Source: New Statesman
The plot of the Quantum of Solace makes reference to a real struggle carried out by the social movements of Bolivia – but it wasn’t an action hero that secured changes, it was ordinary people.
A rusty pipe hangs from an improvised water tower, and drips miserably into the desert air. A crowd of simple-looking people in traditional Andean clothes, their dark faces furrowed with worry, surround it with empty buckets and containers, waiting for the water to come gushing out, but the pipe has run dry. They turn away in dismayed resignation.

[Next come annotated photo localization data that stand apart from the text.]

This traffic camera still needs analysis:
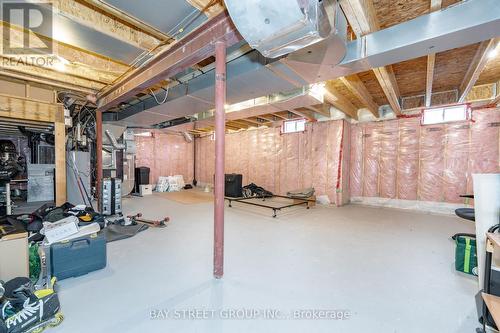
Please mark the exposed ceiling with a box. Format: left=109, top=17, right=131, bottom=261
left=0, top=0, right=499, bottom=133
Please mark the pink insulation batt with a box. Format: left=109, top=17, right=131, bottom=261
left=195, top=119, right=347, bottom=205
left=348, top=108, right=500, bottom=204
left=135, top=108, right=499, bottom=206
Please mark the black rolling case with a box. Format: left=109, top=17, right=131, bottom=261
left=225, top=174, right=243, bottom=198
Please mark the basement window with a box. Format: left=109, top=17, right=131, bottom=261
left=422, top=104, right=470, bottom=125
left=282, top=119, right=306, bottom=134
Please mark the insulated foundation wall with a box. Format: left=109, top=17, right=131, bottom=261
left=349, top=108, right=500, bottom=204
left=195, top=119, right=349, bottom=205
left=134, top=126, right=194, bottom=185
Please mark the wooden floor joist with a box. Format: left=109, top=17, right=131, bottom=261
left=340, top=75, right=379, bottom=117
left=340, top=0, right=401, bottom=115
left=459, top=39, right=498, bottom=103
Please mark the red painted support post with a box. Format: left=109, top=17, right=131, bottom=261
left=96, top=109, right=103, bottom=212
left=213, top=41, right=226, bottom=279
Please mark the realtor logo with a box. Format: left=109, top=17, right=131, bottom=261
left=2, top=1, right=53, bottom=55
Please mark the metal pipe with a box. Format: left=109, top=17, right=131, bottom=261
left=96, top=109, right=103, bottom=212
left=5, top=183, right=11, bottom=215
left=105, top=129, right=126, bottom=149
left=213, top=41, right=226, bottom=279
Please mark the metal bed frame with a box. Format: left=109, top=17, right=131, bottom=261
left=225, top=195, right=314, bottom=218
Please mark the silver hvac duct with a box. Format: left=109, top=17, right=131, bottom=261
left=105, top=130, right=126, bottom=150
left=224, top=0, right=346, bottom=64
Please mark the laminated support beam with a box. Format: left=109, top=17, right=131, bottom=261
left=98, top=11, right=242, bottom=111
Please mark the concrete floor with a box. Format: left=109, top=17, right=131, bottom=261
left=52, top=193, right=478, bottom=333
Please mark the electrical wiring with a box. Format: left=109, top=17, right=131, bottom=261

This is one of the silent set-pieces in the new Bond film Quantum of Solace, set in Bolivia, which takes as its inspiration the struggle to control water and other natural resources in the developing world. Bond is on a mission to stop a faux-environmentalist billionaire from secretly appropriating all of Bolivia’s water supply by replacing its left of centre president with a handpicked despot, in a coup which the USA blithely ignores.
As in most Bond films, the ‘Bolivian’ extras (no footage was shot in Bolivia) provide a voiceless, picturesque background against which the heroics can be played out. The plot of the film makes reference to a real struggle carried out by the social movements of Bolivia to resist privatisation of water supplies, and while it is broadly sympathetic, it is also based on a central conceit: that the Bolivian people need the intervention of a suit-clad British action hero to save them from grasping transnationals and corrupt governments.
However, recent history in Bolivia contradicts this: the long struggle to reclaim sovereign control over natural resources has been fought by everyday women and men, through direct action and democratic participation, and control has been won with nary a high-octane plane chase in sight.